AI Competitive Intelligence Workflow For Marketing
A practical AI competitive intelligence workflow for marketing teams that need better questions, sources, synthesis, and action.
Short answer
An AI competitive intelligence workflow should define the market question, source boundaries, competitor comparison, adversarial response, and decision use before AI turns research into strategy.

AI can make competitive intelligence look finished too quickly.
You ask for a competitor summary. The model gives you a clean table. The table looks useful. The danger is that the research may have answered the wrong question.
Competitive intelligence is not a list of competitors. It is a decision support workflow.
Start with the decision
Before researching, write the decision the work should support.
Examples:
- Should we reposition this offer?
- Which competitor claim should we respond to?
- What proof does our launch page need?
- Which segment is underserved?
- What risk should sales or account teams prepare for?
If there is no decision, the research will drift.
Weak prompt:
Analyze our competitors.
Better prompt:
Compare how three competitors explain AI workflow automation to agency leaders, then identify the claim we should avoid, the claim we can defend, and the proof our launch page needs.
The second prompt has a job.
Define source boundaries
Competitive intelligence needs source discipline.
Name what counts:
- competitor homepages
- pricing pages
- product docs
- public case studies
- review sites
- customer interviews
- sales notes
Also name what does not count.
AI can fill gaps with plausible language. That is useful for brainstorming and dangerous for evidence.
Build the comparison table
A good comparison table should include:
- Competitor
- Target audience
- Core promise
- Proof used
- Workflow or use case emphasized
- Risk or weakness
- Implication for our decision
The last column is the important one. Without it, the table is research decoration.
Add adversarial response
Ask what each competitor would do if your move worked.
This is where many marketing plans stay too polite.
If you launch a new AI workflow audit offer, a competitor might:
- copy the template language
- claim deeper automation
- offer a cheaper diagnostic
- attack the need for structured review
- emphasize enterprise security
You do not need to predict perfectly. You need to stop acting as if the market will stand still.
Turn synthesis into action
The output should end with a decision.
For example:
We should not compete on "AI productivity." The stronger position is "reviewable AI operating work for marketing teams." The launch page should prove this through workflow audit examples, revision criteria, and a clear review path.
That is a useful intelligence output. It tells the team what to do differently.
What Prova reviews that generic AI often misses
Generic AI can summarize competitors well.

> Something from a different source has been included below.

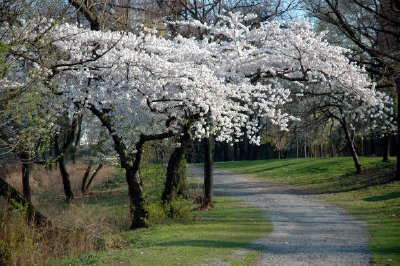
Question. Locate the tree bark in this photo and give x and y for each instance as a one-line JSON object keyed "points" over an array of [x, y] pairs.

What it often misses is whether the research changes a decision.
Prova should review whether:
- the market question is specific
- sources are named
- competitor claims are tied to evidence
- adversarial responses are realistic
- the final recommendation changes an actual marketing move
The review should not reward a beautiful table if the decision remains vague.
A simple workflow
Use this sequence:
- Name the decision.
- Choose 3-5 competitors.
- Define source boundaries.
- Extract claims and proof.
- Compare by audience, use case, and evidence.
- Write adversarial responses.
- Make one recommendation.
- Decide what proof your team needs next.
That is enough for a first pass.
It will not replace deep research. It will prevent the first pass from becoming a polished summary with no strategic consequence.
That is it from me for now. If you asked AI to research competitors today, what decision would the research actually need to support?